У железной решётки забора толпа освистывала Императора, гулявшего в дворцовом парке со старшей дочерью. В приступе гнева Булыгин принялся бить кнутом без разбора. Часовой у ворот прибежал на помощь и прикладом разгонял толпу. А я стоял в стороне, не понимая происходящего. Но когда трое повисли на шинели всадника, а часового вдавили в решётку, я выхватил револьвер и, выстрелив дважды поверх голов, бросился на помощь.

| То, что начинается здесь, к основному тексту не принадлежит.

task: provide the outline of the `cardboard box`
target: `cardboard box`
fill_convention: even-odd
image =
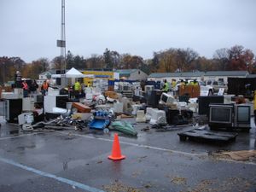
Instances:
[[[79,113],[90,113],[91,108],[89,106],[84,105],[80,102],[73,102],[73,108],[76,108]]]

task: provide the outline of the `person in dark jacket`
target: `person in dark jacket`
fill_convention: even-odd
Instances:
[[[38,94],[38,84],[36,80],[32,80],[29,90],[31,94]]]

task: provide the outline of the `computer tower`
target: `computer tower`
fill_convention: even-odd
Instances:
[[[18,116],[22,113],[22,99],[4,100],[4,116],[9,123],[18,123]]]
[[[147,103],[148,105],[157,108],[159,105],[159,102],[160,100],[161,95],[163,91],[160,90],[151,90],[150,95],[147,96]]]

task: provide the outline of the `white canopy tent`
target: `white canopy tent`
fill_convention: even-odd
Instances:
[[[85,78],[86,75],[83,74],[79,70],[75,69],[74,67],[72,67],[68,72],[65,74],[66,78]]]

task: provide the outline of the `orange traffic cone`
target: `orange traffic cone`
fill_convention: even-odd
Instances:
[[[110,160],[123,160],[125,156],[121,154],[119,136],[117,133],[113,136],[113,143],[112,147],[112,154],[108,156]]]

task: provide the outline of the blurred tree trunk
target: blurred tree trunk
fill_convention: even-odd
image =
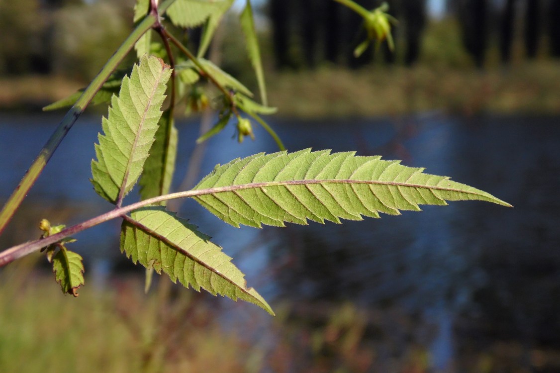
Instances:
[[[321,24],[319,4],[316,0],[305,0],[301,3],[301,44],[307,67],[317,65],[316,49],[319,25]]]
[[[529,58],[534,58],[536,57],[536,52],[539,49],[539,38],[540,35],[540,0],[527,0],[527,9],[525,12],[525,50]],[[558,21],[557,18],[557,22]]]
[[[548,7],[550,54],[560,57],[560,1],[550,0]]]
[[[420,55],[422,33],[426,26],[425,0],[408,0],[403,3],[403,18],[406,23],[407,50],[404,63],[410,66]]]
[[[338,62],[340,54],[341,8],[332,0],[326,2],[325,8],[325,59],[333,63]]]
[[[500,33],[500,53],[502,62],[504,63],[508,63],[511,60],[516,2],[516,0],[507,0],[502,15]]]
[[[487,1],[463,0],[459,11],[465,47],[473,56],[477,67],[482,68],[488,44]]]
[[[277,68],[293,66],[290,57],[290,8],[288,0],[270,0],[272,43]]]

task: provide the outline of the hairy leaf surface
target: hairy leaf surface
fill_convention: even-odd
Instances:
[[[78,296],[76,291],[83,285],[83,264],[82,257],[61,248],[52,258],[53,272],[62,292]]]
[[[169,109],[161,116],[155,136],[138,183],[142,199],[169,193],[177,155],[177,129]]]
[[[109,115],[102,119],[104,134],[95,144],[97,160],[91,162],[95,190],[111,203],[128,193],[142,173],[170,74],[161,59],[144,55],[130,77],[123,79],[119,96],[111,99]]]
[[[253,17],[250,0],[247,0],[245,9],[239,16],[239,20],[247,44],[247,53],[256,75],[256,81],[259,84],[259,91],[260,92],[260,100],[263,105],[267,106],[268,104],[267,99],[267,88],[264,84],[264,73],[263,72],[263,63],[260,59],[260,50],[256,39],[256,30],[255,29],[255,21]]]
[[[175,0],[167,14],[175,26],[194,27],[200,26],[212,15],[222,11],[226,0]]]
[[[307,224],[309,219],[340,223],[379,213],[399,215],[420,210],[419,204],[446,205],[447,201],[477,199],[510,205],[482,190],[424,174],[399,161],[356,156],[330,150],[256,154],[221,166],[194,190],[193,198],[224,221],[258,227]]]
[[[133,212],[123,222],[121,251],[134,263],[162,271],[174,282],[197,291],[253,303],[274,314],[266,301],[247,287],[243,273],[222,248],[175,213],[161,206]]]

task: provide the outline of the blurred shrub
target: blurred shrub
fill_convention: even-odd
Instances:
[[[454,18],[429,22],[422,43],[420,60],[427,66],[464,68],[474,64],[463,43],[459,22]]]
[[[131,24],[109,2],[58,11],[53,36],[54,71],[89,80],[128,35]]]
[[[0,74],[18,74],[32,67],[41,54],[46,22],[39,0],[0,0]]]

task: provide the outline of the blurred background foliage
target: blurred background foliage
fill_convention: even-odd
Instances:
[[[30,103],[38,107],[87,83],[132,30],[133,2],[0,0],[0,107],[21,108]],[[380,3],[358,2],[367,8]],[[556,97],[559,94],[556,90],[560,88],[556,86],[539,85],[556,78],[557,59],[560,57],[560,26],[554,21],[560,19],[558,1],[388,2],[389,12],[399,20],[394,30],[395,53],[382,45],[354,58],[352,51],[363,36],[361,21],[340,4],[327,0],[254,2],[272,102],[279,107],[281,114],[283,110],[314,116],[371,115],[438,108],[468,113],[560,111],[558,105],[543,104],[535,95],[529,101],[535,104],[528,105],[524,94],[527,85],[535,85],[536,90],[544,90],[544,96]],[[227,71],[254,87],[250,65],[245,53],[239,53],[244,45],[235,13],[230,12],[222,26],[218,41],[220,60]],[[186,35],[193,48],[200,34],[200,30],[195,29]],[[396,72],[395,68],[399,68]],[[412,79],[414,83],[402,81],[401,68],[409,72],[407,81]],[[437,72],[435,80],[426,78],[427,69]],[[325,71],[328,78],[323,77]],[[387,77],[386,82],[375,82],[377,85],[363,89],[359,82],[372,82],[375,75]],[[34,85],[25,84],[25,77],[30,76],[39,82],[35,90]],[[322,100],[303,105],[301,97],[292,94],[306,92],[304,76],[314,85],[315,91],[343,91],[346,94],[339,94],[361,96],[365,102],[382,102],[379,106],[357,110],[337,104],[336,97],[318,97],[310,94],[314,99]],[[36,92],[39,87],[48,85],[41,81],[52,81],[53,77],[67,89],[49,94]],[[15,82],[22,84],[18,88]],[[438,86],[441,82],[446,82],[447,88]],[[449,82],[456,84],[449,86]],[[469,87],[473,84],[482,88],[472,92]],[[321,89],[323,86],[325,90]],[[418,90],[420,101],[429,101],[434,95],[449,100],[421,104],[416,100],[411,106],[410,91]],[[462,94],[464,91],[466,93]],[[473,96],[491,94],[500,104],[472,102]]]

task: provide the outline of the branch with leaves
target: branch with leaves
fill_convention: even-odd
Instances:
[[[339,2],[348,3],[349,0]],[[168,211],[167,201],[192,198],[226,223],[259,228],[263,224],[283,227],[286,222],[306,225],[310,220],[339,223],[341,219],[379,218],[380,213],[399,215],[403,210],[419,211],[420,205],[445,205],[447,201],[478,200],[510,206],[447,177],[425,174],[423,169],[407,167],[398,161],[382,160],[380,156],[310,149],[286,151],[277,135],[260,116],[276,110],[267,105],[249,0],[240,18],[262,103],[253,101],[252,92],[241,82],[202,57],[232,3],[231,0],[170,0],[156,8],[154,2],[139,0],[135,7],[137,30],[122,47],[123,51],[130,50],[136,43],[139,63],[129,72],[115,72],[110,75],[116,66],[115,62],[121,57],[114,58],[82,93],[47,108],[72,105],[68,115],[75,121],[76,110],[83,111],[90,101],[110,102],[109,114],[101,120],[102,133],[99,135],[99,143],[95,144],[96,159],[91,165],[91,180],[97,193],[114,208],[68,228],[63,225],[52,227],[48,221],[43,221],[40,225],[44,232],[42,237],[0,253],[0,267],[44,250],[62,291],[77,296],[78,288],[84,283],[83,265],[81,257],[67,247],[75,241],[71,236],[120,218],[120,249],[135,263],[139,263],[149,271],[166,273],[171,281],[178,280],[186,287],[204,289],[236,301],[241,299],[274,314],[266,301],[248,287],[244,275],[231,258],[195,226]],[[196,55],[166,30],[160,16],[165,10],[175,26],[204,26],[202,43]],[[152,39],[152,27],[160,35],[160,40]],[[387,35],[377,34],[376,37],[379,40]],[[180,55],[173,55],[171,44]],[[170,64],[163,58],[167,58]],[[240,142],[245,136],[253,137],[249,120],[242,116],[244,113],[269,132],[282,151],[256,154],[218,165],[192,190],[170,193],[178,138],[173,113],[178,101],[185,99],[178,92],[192,88],[200,78],[218,88],[223,106],[214,128],[197,142],[222,130],[232,116],[237,118]],[[166,96],[171,102],[162,110]],[[69,129],[66,128],[66,132]],[[32,184],[37,176],[38,174],[26,176],[24,181],[30,187],[29,183]],[[137,184],[140,185],[141,201],[123,206],[124,197]],[[16,194],[18,195],[19,193]],[[8,212],[2,216],[13,215],[20,197],[8,200],[3,211]],[[8,220],[0,220],[0,229]]]

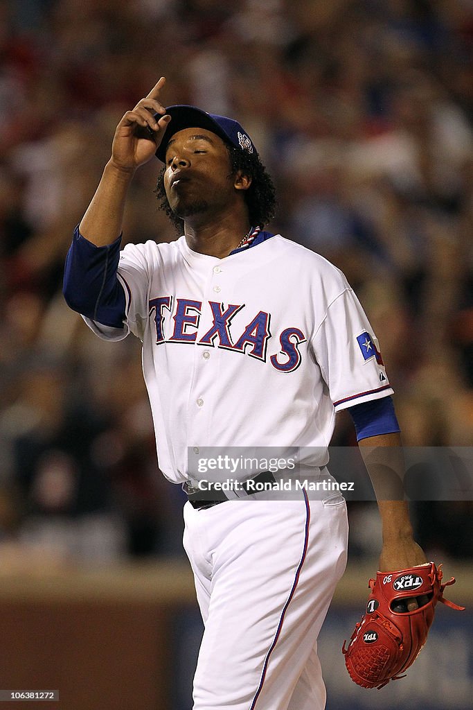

– Благодарю! – протянул мне руку всадник, оказавшийся на голову выше меня. – Капитан Булыгин, адъютант коменданта. С кем имею честь?
– Штабс-капитан Проскурин. С таким ростом и храбростью замените целый полк!
– Полк?! Ха-ха! Передам полковнику, что гарнизон можно распустить. Получили к нам назначение?
– Нет, служу в Петрограде. Прибыл по личной инициативе справиться о судьбе Семьи.
– Тронут до глубины души! Немного осталось таких, как мы. Всё больше проклинают да требуют расправы.
– Ваше благородие! – подбежал санитар. – Благодарю, Ваше благородие!
– За что? – удивился Булыгин.
– Я служил в личной охране Его Императорского Величества, – санитар задыхался от волнения, раскачиваясь всем телом. – Сначала принял Вас за переметнувшегося к революционерам лощёного лейб-гвардейца, а посему презирал. Простите! Предлагаю дружбу, если позволите. И Вам.
– С удовольствием принимаю.
– Я тоже! Господа, нас уже четверо!
– Шестеро, – поправил Павел. – Начальник гарнизона и капитан Аксюта тоже верны Императору.
В следующее воскресенье мы снова встретились у ограды.
– Говорил с Кобылинским и Аксютой, – разочарованно начал Павел. – Его Величество отказались от побега, будут “достойно ожидать своей участи по милости Божьей”.
– А дети? Императрица? – возмутился я.
– С ним.
– Глупо, господа! Глупо! – я в отчаянии ударил кулаком по бедру.
– Санитар сообщил, что гарнизон решил расправиться со мной.
– Бежать! Я помогу.
Ночью на лошадях добрались до вокзала. Павел вскочил на ступеньку последнего вагона уходящего поезда, а я поскакал рядом с поводком его лошади в руке, а другой, как корнет, махал фуражкой. Павел, подняв свою фуражку над головой, крикнул:
– Благодарю, штабс-капитан! Даст Бог, свидимся!
Белый дым паровоза окутывал его серую шинель на фоне серого вагона и такого же серого предрассветного неба. Казалось, с ним убывает целый полк верных Императору гвардейцев. Было жаль, что наше знакомство оборвалось, но судьба распорядилась по-другому. В Новочеркасске генерал Алексеев формировал Добровольческую армию. Я прибыл туда в декабре, а Павел записался в пехотный полк и ушёл в Ледяной поход. Был ранен в ногу и контужен. А я по приказу Алексеева остался в городе. Начальник разведки подполковник Ряснянский готовил меня к внедрению в штаб красных в Царицыне. Но операция откладывалась до мая и, не выдержав, я попросился в Тобольск, куда революционеры увезли Семью. Ряснянский взял с меня слово офицера вернуться в начале мая. Безумный поступок безусого корнета! Ведь всё, что я знал – Император там, но ни отряда, ни организации у меня не было. Обнадёживали только разговоры в офицерской среде, что группы монархистов тоже пытаются освободить Императора.